In summary, some of the biases in applying accounting standards are big bath and cookie jar reserve accounting:

  • Big Bath Accounting. Companies might inflate restructuring charges and asset impairments to create a significant loss in one period, allowing for improved results in subsequent periods. This practice gained attention in the late 1990s, leading the SEC to issue rules limiting when costs can be categorized as part of a “non-recurring” restructuring event and enhancing transparency around these charges.
  • Cookie Jar Reserve Accounting. This involves overstating allowances for future non-payments of loans to smooth income over time. In 2003, the SEC issued interpretive guidance requiring a separate section in the management discussion and analysis (MD&A) titled “Critical Accounting Estimates.” This section should disclose the nature and uncertainty of material subjective estimates and judgments, in addition to required disclosures in the financial statement notes.

Question 1

Which of the following statements is the most accurate?
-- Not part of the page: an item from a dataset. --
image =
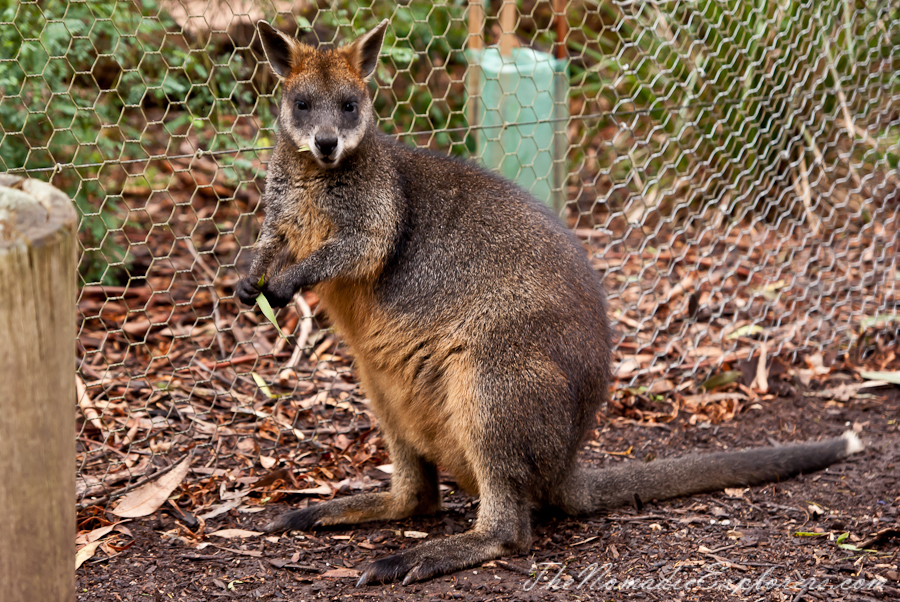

  1. Conservative accounting choices may lead to upward biases in current-period financial reports.
  2. Aggressive accounting choices may lead to downward biases in current-period financial reports.
  3. Conservative accounting choices may lead to downward biases in current-period financial reports.

Solution

The correct answer is C.

Conservative accounting choices may lead to downward biases in current-period financial reports. This results from conservative accounting choices decreasing a company’s reported performance and financial position in the current period.

A is incorrect because conservative accounting choices lead to downward biases and not upward biases in current-period financial reports.

B is incorrect because aggressive accounting choices lead to upward biases and not downward biases in current-period financial reports.

Question 2

Concerning conservatism and aggressiveness, what are the preferences of managers, investors, and regulators?

  1. Managers prefer aggressiveness, investors prefer conservatism, and regulators prefer neutrality.
  2. Managers prefer aggressiveness, investors prefer conservatism, and regulators prefer conservatism.
  3. Managers prefer conservatism, investors prefer aggressiveness, and regulators prefer aggressiveness.

Solution

The correct answer is A.

Managers prefer aggressiveness since compensation is mainly tied to the company’s financial performance. Investors prefer conservatism since they prefer good surprises over bad surprises. Regulators prefer neutrality because they want the financial results to reflect the company’s actual position.